Eye For Film >> Movies >> Carve Her Name with Pride (1958) Film Review
Anyone who has ever read a book on British film history will have noticed the authors invariably spend half of it banging on about films in the war and shortly after (Powell and Pressburger, etc) before skipping swiftly on to the 1960s. And sadly, Carve Her Name With Pride explains why this is. British austerity of the 1950s made for boring films despite the subject matter (spies and resistance): it manages to be dull, prim and proper.
The film is pre-Bond espionage, with the nobody plucked out of obscurity to fight the war behind enemy lines. Violette Szabo (Virginia McKenna) is an ordinary girl in wartime London, who has a whirlwind romance with a French Legionnaire who meets her while on R&R.
Not long after, she’s approached by British covert operations. It turns out her fluent French would be key in aiding the Resistance behind enemy lines. But what can she do, she says, she’s just a girl. It’s a tale of empowerment, but hardly a believable one for many. We see little evidence of it, but we are told she takes like a duck to water to rifle training, skydiving and the like.
But the training scenes sum up everything wrong with British cinema of the time. It all seems like a farce now: the would-be British spies train in knitted vests and shirts, and mutter: “Oh, what I’d give for a nice hot cup of tea” as they stumble over the assault course.
Sadly the action scenes hardly seems any more believable. What should be a taught and tense affair, as Violette tries to stay unnoticed in Rouen, is all rather polite; everyone, Nazis and all wonder around the ruins being very civilized to each other. Even the torture scenes seem quite pleasant, if such a thing is possible. It’s a very different kettle of fish from the realism of Melville’s Army of Shadows.
The film is typical of reservation of the time: her husband is soon killed in action, but everyone maintains a British stuff upper lip, camera included. When her mother comes to break the news to her, the telegram in hand, she closes the door behind her, leaving the camera and us outside in the corridor. No tears on display, by Jove.

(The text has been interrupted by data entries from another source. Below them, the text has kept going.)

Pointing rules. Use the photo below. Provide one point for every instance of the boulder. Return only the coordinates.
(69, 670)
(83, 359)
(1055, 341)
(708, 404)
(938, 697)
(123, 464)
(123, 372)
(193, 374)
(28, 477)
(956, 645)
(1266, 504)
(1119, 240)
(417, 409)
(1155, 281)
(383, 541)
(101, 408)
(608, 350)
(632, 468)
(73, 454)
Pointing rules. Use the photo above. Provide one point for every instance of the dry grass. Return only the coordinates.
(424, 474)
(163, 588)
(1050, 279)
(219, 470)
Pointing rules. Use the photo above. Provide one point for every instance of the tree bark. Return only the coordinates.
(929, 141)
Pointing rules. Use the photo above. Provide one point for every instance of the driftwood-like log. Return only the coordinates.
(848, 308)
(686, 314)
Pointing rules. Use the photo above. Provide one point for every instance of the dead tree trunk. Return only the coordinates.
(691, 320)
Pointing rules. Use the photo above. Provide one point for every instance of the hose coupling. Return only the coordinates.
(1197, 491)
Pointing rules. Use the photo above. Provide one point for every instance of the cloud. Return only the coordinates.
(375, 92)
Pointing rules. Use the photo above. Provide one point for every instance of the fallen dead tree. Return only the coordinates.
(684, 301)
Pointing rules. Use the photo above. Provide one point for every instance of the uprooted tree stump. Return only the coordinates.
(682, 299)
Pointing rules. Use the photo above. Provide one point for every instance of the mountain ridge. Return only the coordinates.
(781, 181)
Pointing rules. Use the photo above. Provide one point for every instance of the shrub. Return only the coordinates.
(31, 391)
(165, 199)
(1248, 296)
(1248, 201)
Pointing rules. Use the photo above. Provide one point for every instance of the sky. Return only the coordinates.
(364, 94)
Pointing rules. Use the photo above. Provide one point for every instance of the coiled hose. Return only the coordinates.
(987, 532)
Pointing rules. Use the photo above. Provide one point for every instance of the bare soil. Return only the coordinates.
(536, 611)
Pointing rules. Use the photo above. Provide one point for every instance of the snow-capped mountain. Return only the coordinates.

Yet attractive women with her talents often played a different role in occupied territory than just passing on messages (massages, maybe). Is this a subtext implied in her flirting with the local Nazi CO? Either way, something so shocking for prudish audiences would never be made explicit. It’s a topic explored much more recently, and perhaps accurately, in Paul Verhoeven’s Black Book, when the protagonist is asked how far she is prepared to go to help the effort.
Despite its setting, Carve Her Name is like any other British melodrama of the 1950s, like an upper class, bland episode of Coronation Street, only set in Vichy, France. Yes, it was based on a true story, and Violette Szabo should be remembered, but it’s a pity the film honouring her had to be so unmemorable.